Muhlenberg College/Morning Call poll last month. That poll put Trump underwater with 56% of Pennsylvania voters saying they disapprove of his presidency –  slightly worse than than the RealClearPolitics national average.

The president fared better in a New York Times/Siena College poll taken in October, besting Warren and Sanders and trailing Biden within the margin of error. 

A week later, Trump will hold a rally in Battle Creek, Michigan, a state he won by less than 11,000 votes. His campaign described it as a “Merry Christmas rally,” though it could come just as House Democrats are voting to impeach him and as Congress scrambles to avoid a government shutdown by week’s end.

And just before heading to his Mar-a-Lago resort for Thanksgiving, Trump held a 90-minute rally in Sunrise, about 50 miles southwest of Palm Beach.   

By comparison, Trump spent much of the fall campaigning in off-cycle elections in states where he has significant support. Trump’s past six rallies – three in Louisiana and one each in Kentucky, Mississippi and Texas – were in states he won with wide margins.

Those efforts had mixed results. Gov. John Bel Edwards, the Democratic incumbent in Louisiana, held on to his seat in an election last month despite an aggressive challenge from Republican Eddie Rispone. Weeks earlier, in Kentucky, Democrat Andy Beshear upset Republican Gov. Matt Bevin. Both races have been touted by Democrats as a sign that their party is more energized heading into the 2020 presidential election. 

“The Louisiana governor’s race was the demarcation point,” said GOP consultant John Brabender, noting Trump held three rallies there in an unsuccessful effort to unseat the Democratic incumbent this fall. “They are now fully committed to the 2020 election.”

Brabender, a longtime political guru to former Sen. Rick Santorum of Pennsylvania, speculated that the Trump campaign will likely take a different approach and message to the Philadelphia suburbs, which have become increasingly more blue with time.

“You can’t ignore the southeast, but a Trump rally is not necessarily the ideal mechanism for doing that,” Brabender said. 

Trump also campaigned last fall in Mississippi, a GOP stronghold where Republican Tate Reeves beat Democrat Jim Hood for governor on Nov. 5. 

Trump rallied in Michigan, Pennsylvania and Wisconsin once each this year. He held rallies in Florida three times, including one last last month.

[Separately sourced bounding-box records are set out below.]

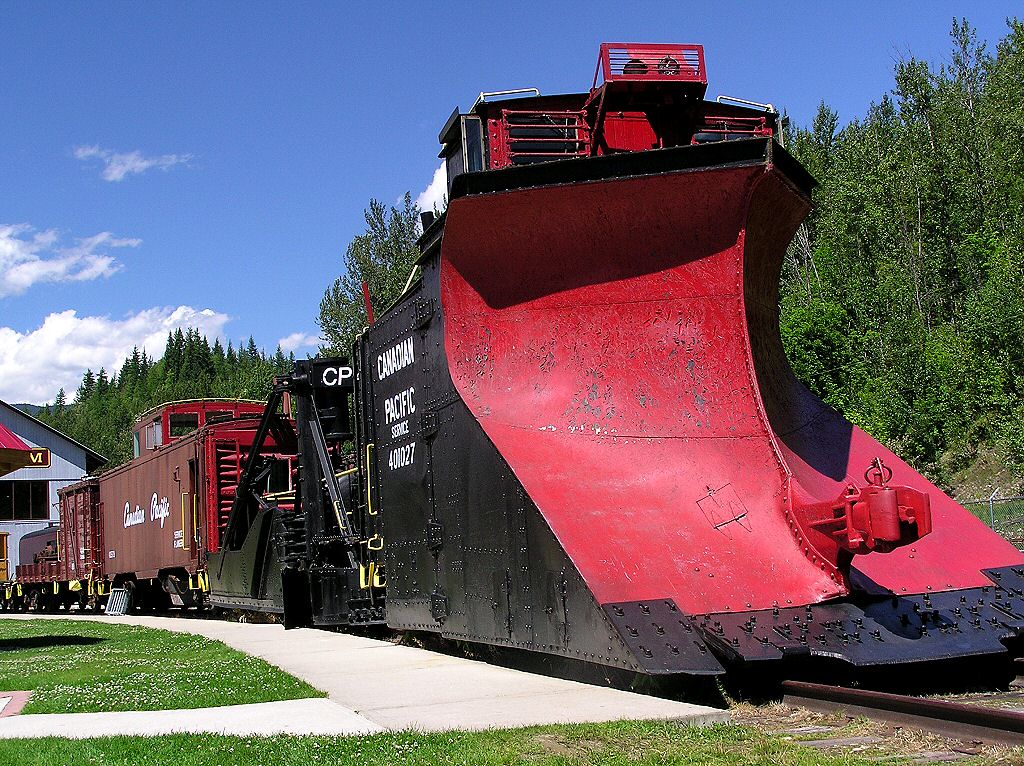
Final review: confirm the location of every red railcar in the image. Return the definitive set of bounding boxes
[2,400,294,608]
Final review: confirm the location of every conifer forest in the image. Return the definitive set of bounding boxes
[39,19,1024,499]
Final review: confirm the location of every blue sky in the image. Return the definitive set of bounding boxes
[0,0,1020,402]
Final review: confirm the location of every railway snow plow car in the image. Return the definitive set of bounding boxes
[211,44,1024,676]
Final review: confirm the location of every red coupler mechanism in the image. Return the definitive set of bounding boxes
[808,458,932,554]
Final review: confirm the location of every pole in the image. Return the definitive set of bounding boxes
[988,488,999,529]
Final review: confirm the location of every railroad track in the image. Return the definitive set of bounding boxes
[782,681,1024,747]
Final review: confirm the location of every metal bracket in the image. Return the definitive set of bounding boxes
[430,588,447,623]
[416,298,434,328]
[420,410,438,437]
[427,521,444,551]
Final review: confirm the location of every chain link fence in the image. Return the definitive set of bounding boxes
[963,496,1024,550]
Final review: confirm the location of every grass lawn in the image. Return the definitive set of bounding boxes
[0,620,325,712]
[0,721,921,766]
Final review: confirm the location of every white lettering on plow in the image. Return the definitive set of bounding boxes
[377,336,416,380]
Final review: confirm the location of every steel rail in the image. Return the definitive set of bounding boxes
[782,681,1024,744]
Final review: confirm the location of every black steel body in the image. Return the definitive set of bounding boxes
[210,139,1024,676]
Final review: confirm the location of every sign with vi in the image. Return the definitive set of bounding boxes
[26,446,50,468]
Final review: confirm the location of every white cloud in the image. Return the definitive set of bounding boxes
[278,333,325,353]
[0,223,142,298]
[0,306,229,403]
[416,163,447,211]
[75,146,193,181]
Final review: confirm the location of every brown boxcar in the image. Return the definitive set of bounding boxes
[0,400,294,609]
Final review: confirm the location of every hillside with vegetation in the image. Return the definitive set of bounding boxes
[36,330,295,466]
[781,20,1024,497]
[32,19,1024,499]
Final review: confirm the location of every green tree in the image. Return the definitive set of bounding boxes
[317,193,420,353]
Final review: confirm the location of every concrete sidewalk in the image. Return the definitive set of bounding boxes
[0,613,730,736]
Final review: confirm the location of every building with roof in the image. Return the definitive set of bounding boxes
[0,400,106,582]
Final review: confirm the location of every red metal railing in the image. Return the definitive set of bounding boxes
[490,110,591,168]
[593,43,708,88]
[692,115,774,143]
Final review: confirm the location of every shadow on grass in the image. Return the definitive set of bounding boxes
[0,636,106,651]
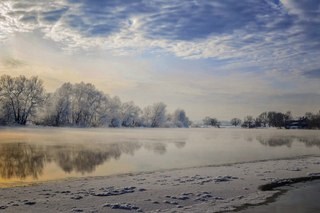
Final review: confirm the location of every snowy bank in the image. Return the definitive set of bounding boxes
[0,157,320,212]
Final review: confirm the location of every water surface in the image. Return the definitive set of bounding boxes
[0,128,320,187]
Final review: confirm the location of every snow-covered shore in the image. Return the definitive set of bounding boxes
[0,156,320,212]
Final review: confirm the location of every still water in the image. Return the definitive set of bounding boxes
[0,128,320,187]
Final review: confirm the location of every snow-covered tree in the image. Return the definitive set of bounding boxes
[120,101,141,127]
[171,109,190,127]
[142,102,167,127]
[0,75,47,125]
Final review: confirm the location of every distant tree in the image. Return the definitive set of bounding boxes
[120,101,141,127]
[172,109,190,127]
[230,118,241,126]
[242,115,255,128]
[0,75,47,125]
[257,112,269,127]
[143,102,166,127]
[203,116,220,127]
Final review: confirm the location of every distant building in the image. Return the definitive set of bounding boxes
[285,117,307,129]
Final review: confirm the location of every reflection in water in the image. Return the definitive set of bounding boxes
[0,143,46,179]
[0,142,185,179]
[257,135,320,148]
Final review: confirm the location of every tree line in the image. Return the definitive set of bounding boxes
[230,111,320,129]
[0,75,190,127]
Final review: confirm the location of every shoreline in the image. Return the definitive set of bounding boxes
[0,156,320,212]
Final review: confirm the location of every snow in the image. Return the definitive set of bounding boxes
[0,156,320,212]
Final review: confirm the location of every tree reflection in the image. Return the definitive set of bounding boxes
[0,142,185,179]
[257,137,293,148]
[144,143,167,155]
[53,143,141,174]
[257,136,320,148]
[0,143,46,179]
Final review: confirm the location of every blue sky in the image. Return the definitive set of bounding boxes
[0,0,320,120]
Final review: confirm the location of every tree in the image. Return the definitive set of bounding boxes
[230,118,241,126]
[242,115,255,128]
[171,109,190,127]
[120,101,141,127]
[0,75,47,125]
[143,102,167,127]
[257,112,269,127]
[203,116,220,127]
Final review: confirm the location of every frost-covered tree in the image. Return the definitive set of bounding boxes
[45,82,104,126]
[203,116,220,127]
[142,102,167,127]
[0,75,47,125]
[171,109,190,127]
[120,101,141,127]
[230,118,241,126]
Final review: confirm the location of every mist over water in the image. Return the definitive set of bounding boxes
[0,128,320,186]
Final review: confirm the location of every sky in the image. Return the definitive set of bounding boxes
[0,0,320,120]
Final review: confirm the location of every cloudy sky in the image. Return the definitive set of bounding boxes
[0,0,320,120]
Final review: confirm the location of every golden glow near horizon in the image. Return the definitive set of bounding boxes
[0,0,320,120]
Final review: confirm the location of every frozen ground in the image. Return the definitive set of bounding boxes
[0,157,320,212]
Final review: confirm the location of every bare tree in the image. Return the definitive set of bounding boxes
[171,109,190,127]
[120,101,141,127]
[0,75,47,125]
[143,102,166,127]
[230,118,241,126]
[203,116,220,127]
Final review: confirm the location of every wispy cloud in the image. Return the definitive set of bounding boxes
[0,0,320,118]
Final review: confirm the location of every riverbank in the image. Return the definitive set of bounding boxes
[238,180,320,213]
[0,157,320,212]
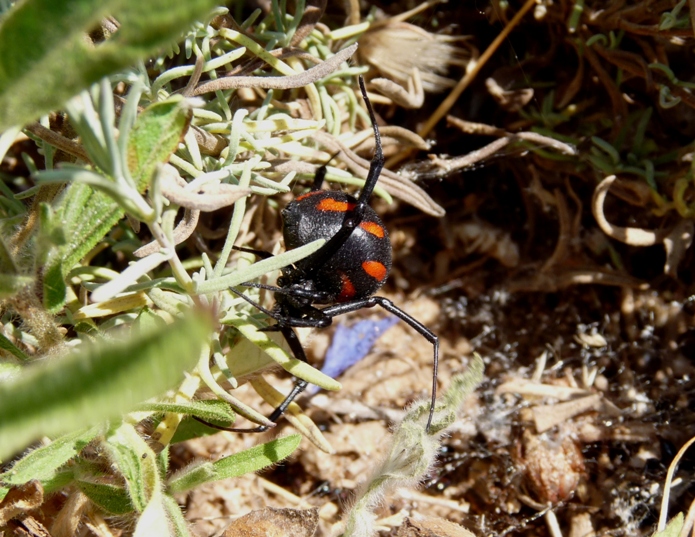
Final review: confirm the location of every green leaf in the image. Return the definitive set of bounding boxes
[44,183,124,313]
[105,423,161,513]
[44,98,191,312]
[168,434,302,494]
[170,418,223,444]
[0,0,216,131]
[75,481,133,515]
[164,494,191,537]
[135,399,235,424]
[0,334,29,362]
[0,237,34,299]
[0,427,101,485]
[0,313,210,458]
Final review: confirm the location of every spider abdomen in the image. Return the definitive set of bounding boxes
[282,190,391,303]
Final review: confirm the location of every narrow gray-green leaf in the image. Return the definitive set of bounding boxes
[44,99,190,312]
[135,399,235,423]
[0,427,101,485]
[75,481,133,515]
[164,494,191,537]
[168,434,302,494]
[0,0,216,131]
[0,315,210,458]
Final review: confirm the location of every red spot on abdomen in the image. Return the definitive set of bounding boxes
[294,190,323,201]
[362,261,388,281]
[360,222,384,239]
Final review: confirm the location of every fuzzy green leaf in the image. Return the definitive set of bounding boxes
[0,427,101,485]
[164,494,191,537]
[168,434,302,494]
[128,97,191,188]
[0,0,216,131]
[136,399,235,423]
[75,481,133,515]
[44,183,124,312]
[105,423,161,513]
[170,418,226,444]
[0,315,210,458]
[0,334,29,362]
[44,99,190,312]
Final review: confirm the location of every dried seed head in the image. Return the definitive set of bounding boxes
[520,430,584,504]
[358,22,471,92]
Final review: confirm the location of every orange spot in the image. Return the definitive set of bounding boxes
[294,190,321,201]
[360,222,384,239]
[338,274,357,302]
[362,261,388,281]
[316,198,355,213]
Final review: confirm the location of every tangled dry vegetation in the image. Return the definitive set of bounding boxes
[198,1,695,536]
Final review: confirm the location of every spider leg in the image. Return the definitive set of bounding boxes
[218,319,330,433]
[321,296,439,431]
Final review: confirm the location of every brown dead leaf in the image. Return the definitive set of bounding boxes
[224,507,319,537]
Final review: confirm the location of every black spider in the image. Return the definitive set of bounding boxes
[217,77,439,432]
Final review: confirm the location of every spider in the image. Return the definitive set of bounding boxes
[218,77,439,432]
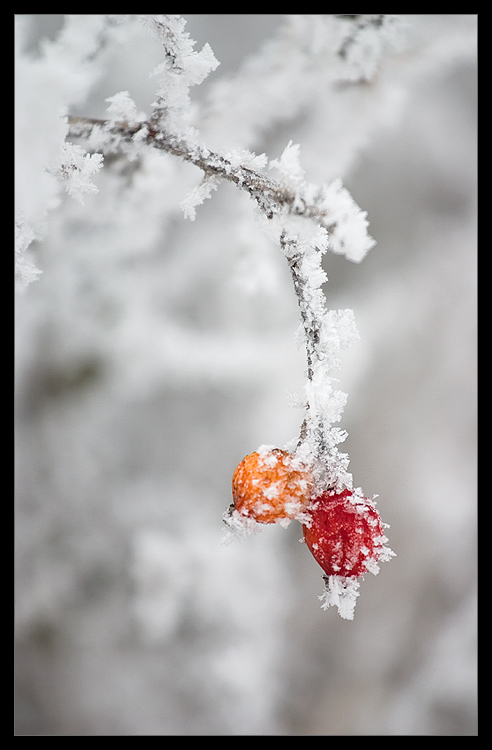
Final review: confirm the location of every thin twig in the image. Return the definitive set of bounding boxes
[68,117,334,233]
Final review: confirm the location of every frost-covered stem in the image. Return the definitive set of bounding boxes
[68,117,334,233]
[280,231,321,447]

He also held rallies in several Clinton-won states that Republicans hope will be winnable in 2020, including Minnesota, New Mexico and New Hampshire. 

“It’s seemingly impossible for him to win reelection if he loses three of the four,” Madonna said. “He needs these white, working class voters in these old mining and mill towns in my state and Michigan and Wisconsin, in particular.”